Outro foco central será a defesa dos direitos dos usuários de serviços essenciais – energia, água, saneamento e transporte – com tolerância zero para práticas abusivas. Continuaremos monitorando o Cartão Jaé (novo sistema de bilhetagem digital do Rio de Janeiro, substituindo o antigo RioCard), concessionárias de energia e água, empresas de transporte e planos de saúde. Além disso, intensificaremos o combate à pirataria e à falsificação em todo o estado, ampliando fiscalizações em postos de combustíveis, instaladoras de GNV e serviços de transporte por aplicativo.
A universalização do acesso aos serviços de defesa do consumidor também é prioridade. Com o Balcão do Consumidor, o Expresso do Consumidor, o Consumidor Social e os novos servidores oriundos do concurso público, chegaremos efetivamente a todas as regiões do estado com atendimento de qualidade.
Consumidor é prioridade
CM: Quais iniciativas serão ampliadas ou reestruturadas neste ano?

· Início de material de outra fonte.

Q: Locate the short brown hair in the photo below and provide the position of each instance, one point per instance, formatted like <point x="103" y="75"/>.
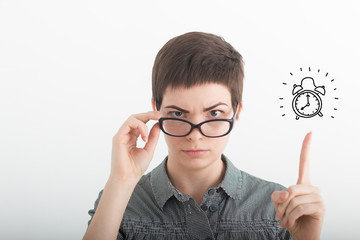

O concurso público do Procon-RJ trará renovação e fortalecimento do quadro de servidores. A Escola Estadual de Defesa do Consumidor terá sua grade curricular ampliada, com mais palestras, projetos e cursos voltados à sociedade.
Os mutirões de renegociação e as fiscalizações serão intensificados, com uso cada vez maior de inteligência e análise de dados. Também ampliaremos os fóruns regionais de Defesa do Consumidor, garantindo que temas relevantes sejam debatidos de forma contínua e atualizada. Outro avanço importante será a implementação do Balcão do Consumidor, que levará atendimento direto às populações mais vulneráveis em todas as regiões do Estado do Rio de Janeiro.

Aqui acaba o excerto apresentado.